Dancing With Myself

This piece was originally written in September 2009 for a Travel Writing class.
Mark and Rachel Price are visiting Prague from Birmingham, England. They are standing in front of the famous Nationale-Nederlanden building – known colloquially as the Dancing House – gazing up at its parabolic glass exterior.
“I quite like it, yeah,” Rachel says. “It gives the city a bit of an edge, doesn’t it?”
Mark looks at his wife quizzically.
“I don’t know really,” he says. “I’m not sure that it fits. I feel like that bloke who ate lunch on the Eiffel Tower because it was the only place in Paris he couldn’t see it.”
* * * * *
It’s been 13 years since the Dancing House was first built along the Vltava, but it remains perhaps the most polarizing building in Prague. Designed in 1992 by Croatian-born Vlado Milunic and Canadian Frank Gehry, the structure received its light-footed moniker from its resemblance to two dancers – Fred Astaire and Ginger Rogers. Since its completion in 1996, the building and its avant-garde design has been argued over by locals and tourists alike.

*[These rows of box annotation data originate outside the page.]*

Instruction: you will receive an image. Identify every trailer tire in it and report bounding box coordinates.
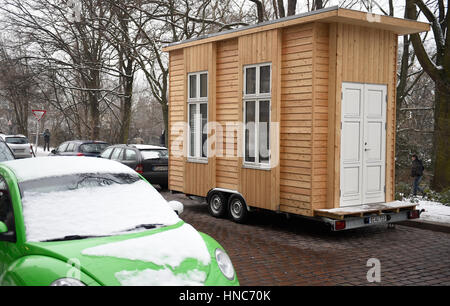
[208,192,227,218]
[228,195,248,223]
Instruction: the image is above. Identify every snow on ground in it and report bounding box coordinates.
[3,156,136,182]
[82,224,211,268]
[406,199,450,224]
[22,179,181,242]
[115,269,206,286]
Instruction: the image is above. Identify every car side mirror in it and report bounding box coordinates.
[0,221,8,234]
[169,201,184,216]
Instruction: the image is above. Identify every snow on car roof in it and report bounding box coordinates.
[129,144,167,150]
[2,156,136,182]
[82,223,211,268]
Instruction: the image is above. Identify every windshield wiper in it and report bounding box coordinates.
[42,235,106,242]
[124,224,164,232]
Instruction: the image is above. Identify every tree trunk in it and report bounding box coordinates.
[120,70,134,144]
[431,82,450,191]
[161,103,170,149]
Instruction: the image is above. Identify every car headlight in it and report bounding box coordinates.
[216,249,235,280]
[50,278,86,287]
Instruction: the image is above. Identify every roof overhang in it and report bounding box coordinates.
[163,6,430,52]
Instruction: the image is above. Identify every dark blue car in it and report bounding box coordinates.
[50,140,109,157]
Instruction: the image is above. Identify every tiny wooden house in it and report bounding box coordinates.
[164,7,429,222]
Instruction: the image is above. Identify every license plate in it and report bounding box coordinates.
[153,166,169,171]
[370,215,387,224]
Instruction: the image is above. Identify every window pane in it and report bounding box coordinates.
[189,74,197,98]
[259,66,270,93]
[200,73,208,98]
[200,103,208,157]
[245,67,256,95]
[259,101,270,164]
[189,104,197,157]
[111,148,123,160]
[245,101,256,163]
[125,150,137,161]
[101,148,114,158]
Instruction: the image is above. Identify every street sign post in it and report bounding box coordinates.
[32,109,47,152]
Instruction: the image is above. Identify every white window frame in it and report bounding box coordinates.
[242,63,272,170]
[187,71,209,163]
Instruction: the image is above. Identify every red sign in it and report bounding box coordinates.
[32,109,47,121]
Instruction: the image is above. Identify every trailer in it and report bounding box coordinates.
[164,7,430,230]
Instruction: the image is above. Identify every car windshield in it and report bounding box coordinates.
[80,143,109,154]
[19,173,180,242]
[0,141,14,162]
[5,137,29,144]
[141,150,169,160]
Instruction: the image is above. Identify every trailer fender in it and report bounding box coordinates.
[206,188,251,212]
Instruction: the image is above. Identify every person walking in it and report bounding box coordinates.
[411,154,425,196]
[44,129,51,152]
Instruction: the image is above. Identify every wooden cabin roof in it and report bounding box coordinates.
[163,6,430,52]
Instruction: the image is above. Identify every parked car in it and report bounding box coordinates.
[101,144,169,189]
[0,137,15,162]
[0,134,34,159]
[50,140,109,157]
[0,157,239,286]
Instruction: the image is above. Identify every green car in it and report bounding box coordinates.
[0,157,239,286]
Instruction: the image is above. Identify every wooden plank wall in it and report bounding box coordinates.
[311,23,329,209]
[169,22,397,216]
[327,24,397,208]
[238,30,281,210]
[216,39,240,190]
[280,24,314,215]
[183,43,216,196]
[169,50,186,192]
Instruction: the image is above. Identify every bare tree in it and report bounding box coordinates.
[406,0,450,191]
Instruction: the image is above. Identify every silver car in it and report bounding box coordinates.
[1,135,34,159]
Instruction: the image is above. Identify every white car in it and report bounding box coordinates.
[0,134,34,159]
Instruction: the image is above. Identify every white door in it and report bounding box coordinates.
[340,83,387,207]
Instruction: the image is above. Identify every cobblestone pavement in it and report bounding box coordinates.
[163,192,450,286]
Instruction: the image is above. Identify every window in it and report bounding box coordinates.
[0,141,14,162]
[101,148,114,159]
[111,148,123,160]
[5,137,29,144]
[66,143,75,152]
[243,64,272,167]
[80,143,109,154]
[188,72,208,160]
[0,176,16,242]
[58,142,69,152]
[125,149,137,161]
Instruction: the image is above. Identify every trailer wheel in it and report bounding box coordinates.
[228,195,248,223]
[208,192,227,218]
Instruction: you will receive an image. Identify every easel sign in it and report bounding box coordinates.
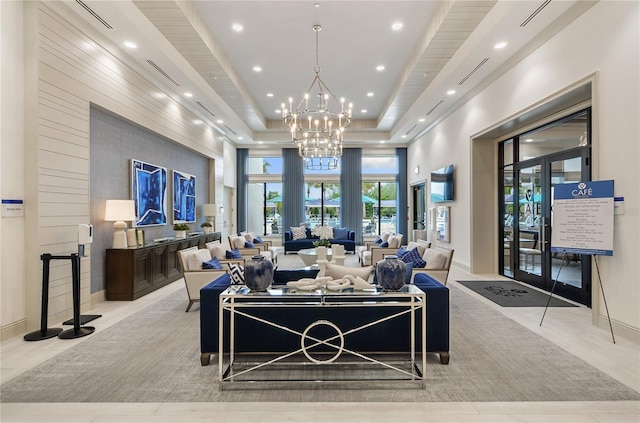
[551,181,614,256]
[540,180,616,344]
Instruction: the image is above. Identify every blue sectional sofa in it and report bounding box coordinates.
[283,228,356,254]
[200,270,449,366]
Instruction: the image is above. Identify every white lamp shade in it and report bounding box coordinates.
[104,200,136,222]
[202,204,218,216]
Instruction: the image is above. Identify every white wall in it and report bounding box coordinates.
[1,1,223,333]
[0,1,25,338]
[408,1,640,336]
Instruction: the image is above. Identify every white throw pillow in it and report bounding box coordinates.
[187,248,211,271]
[422,248,447,269]
[205,241,227,259]
[291,226,307,240]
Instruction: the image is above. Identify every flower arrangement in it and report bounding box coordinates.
[313,239,331,248]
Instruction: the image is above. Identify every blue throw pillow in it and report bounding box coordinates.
[402,248,427,267]
[225,248,242,258]
[202,257,222,270]
[404,262,413,285]
[333,228,349,239]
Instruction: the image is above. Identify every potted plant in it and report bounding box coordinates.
[200,222,213,234]
[173,223,189,238]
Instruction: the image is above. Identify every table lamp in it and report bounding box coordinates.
[202,204,218,230]
[104,200,136,248]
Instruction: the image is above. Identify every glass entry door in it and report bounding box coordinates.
[505,150,591,306]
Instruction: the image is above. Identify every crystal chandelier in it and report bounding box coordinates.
[282,25,353,170]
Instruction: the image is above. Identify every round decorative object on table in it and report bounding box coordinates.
[244,254,273,292]
[376,256,407,291]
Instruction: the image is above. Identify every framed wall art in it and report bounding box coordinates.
[173,170,196,223]
[131,159,167,226]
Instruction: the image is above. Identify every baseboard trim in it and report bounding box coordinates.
[597,316,640,345]
[0,319,27,341]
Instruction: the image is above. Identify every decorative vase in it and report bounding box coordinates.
[376,256,407,291]
[244,255,273,291]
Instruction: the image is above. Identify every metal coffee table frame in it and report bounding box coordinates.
[218,285,427,389]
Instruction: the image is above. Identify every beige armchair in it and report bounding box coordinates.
[178,246,243,312]
[411,245,453,285]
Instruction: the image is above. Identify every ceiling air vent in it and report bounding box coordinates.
[76,0,113,29]
[147,59,180,87]
[520,0,551,28]
[458,57,489,85]
[427,100,444,116]
[196,101,216,117]
[404,124,418,135]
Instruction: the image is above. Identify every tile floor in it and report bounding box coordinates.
[0,269,640,423]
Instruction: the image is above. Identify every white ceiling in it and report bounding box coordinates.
[66,0,593,147]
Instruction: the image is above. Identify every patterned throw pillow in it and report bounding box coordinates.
[225,248,242,258]
[202,257,222,270]
[402,248,427,268]
[228,263,244,285]
[291,226,307,240]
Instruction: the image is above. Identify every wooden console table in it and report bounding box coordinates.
[105,232,221,301]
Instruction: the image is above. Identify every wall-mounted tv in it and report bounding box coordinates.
[431,165,454,203]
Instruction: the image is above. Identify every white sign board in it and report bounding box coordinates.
[551,181,614,256]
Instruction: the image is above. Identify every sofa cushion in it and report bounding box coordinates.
[227,263,244,285]
[291,226,307,240]
[422,248,447,269]
[205,241,227,259]
[402,248,427,268]
[333,228,349,239]
[225,248,242,259]
[324,263,373,280]
[202,257,222,270]
[184,248,211,271]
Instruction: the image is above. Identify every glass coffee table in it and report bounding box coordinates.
[218,285,427,390]
[298,248,332,266]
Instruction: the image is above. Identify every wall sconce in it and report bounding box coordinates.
[104,200,136,248]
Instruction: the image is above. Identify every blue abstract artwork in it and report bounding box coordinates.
[131,159,167,226]
[173,170,196,223]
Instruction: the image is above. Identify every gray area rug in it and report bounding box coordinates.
[457,281,575,307]
[0,287,640,402]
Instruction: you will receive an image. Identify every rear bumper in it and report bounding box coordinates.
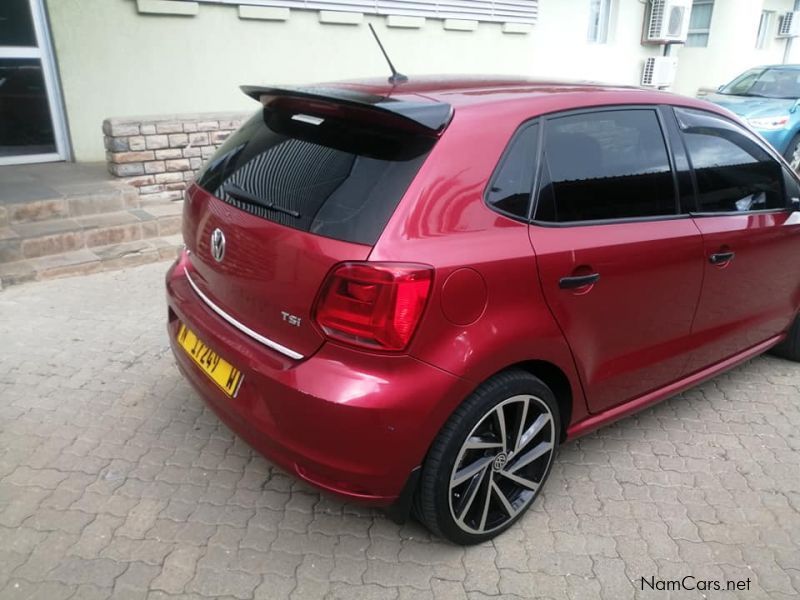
[166,251,471,506]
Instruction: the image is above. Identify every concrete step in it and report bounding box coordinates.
[0,182,140,227]
[0,201,183,264]
[0,234,183,290]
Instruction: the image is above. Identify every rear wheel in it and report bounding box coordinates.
[783,134,800,173]
[770,315,800,362]
[417,371,560,544]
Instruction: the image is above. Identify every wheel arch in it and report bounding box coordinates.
[492,360,575,442]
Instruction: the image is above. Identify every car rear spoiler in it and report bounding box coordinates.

As Gehry hails from my hometown of Toronto, seeing the ultramodern building for the first time felt like finding a small piece of home. Beyond my national pride, however, another connection to the Dancing House soon began to emerge – one more closely related to the controversy that has always followed it.
While a wonder of contemporary architecture, the Dancing House’s modern exterior sticks out amongst Prague’s medieval skyline like a lightning bolt in the night sky. When people walk by the building – regardless of whether they love it, hate it, or merely accept it – they stare. They stare at its whimsical curvature, with a midsection that appears squeezed into the tightest of corsets. They stare at its wild, eye-popping proportions, which give the precisely strewn windows a three-dimensional quality. But most of all, they stare at it for the simple reason that it is different – a completely alien structure amid a sea of Neo-Gothic façades.

Since arriving in Prague, I’ve encountered similar stares wherever I go – on the Metro, in supermarkets, even at the park. Some of these onlookers have been friendly, some of them cold. But a surprising number simply appear in awe, bewildered by the appearance of a foreigner intruding into their everyday lives, rather than merely sticking to the tourist attractions.
I came to Prague, among other reasons, to experience another culture – to immerse myself in a different way of life. It is only now, though, that I realize that my own differences might keep me from doing so completely. As long as I am “the other” – more of an exhibit than a functioning individual – I will never achieve the level of comfort in Czech society I desire.
So I try. I use my extremely limited Czech to initiate conversation; I explore side streets and neighborhoods and act like I belong; I smile and look right back when people stare.
And yet, no matter how hard I try to fit in, as a Chinese-Canadian in a country that is 95% Czech, I know that in four months I’ll still be exactly what the Dancing House is after 13 years – an outsider whose very presence stirs mixed feelings in those around me.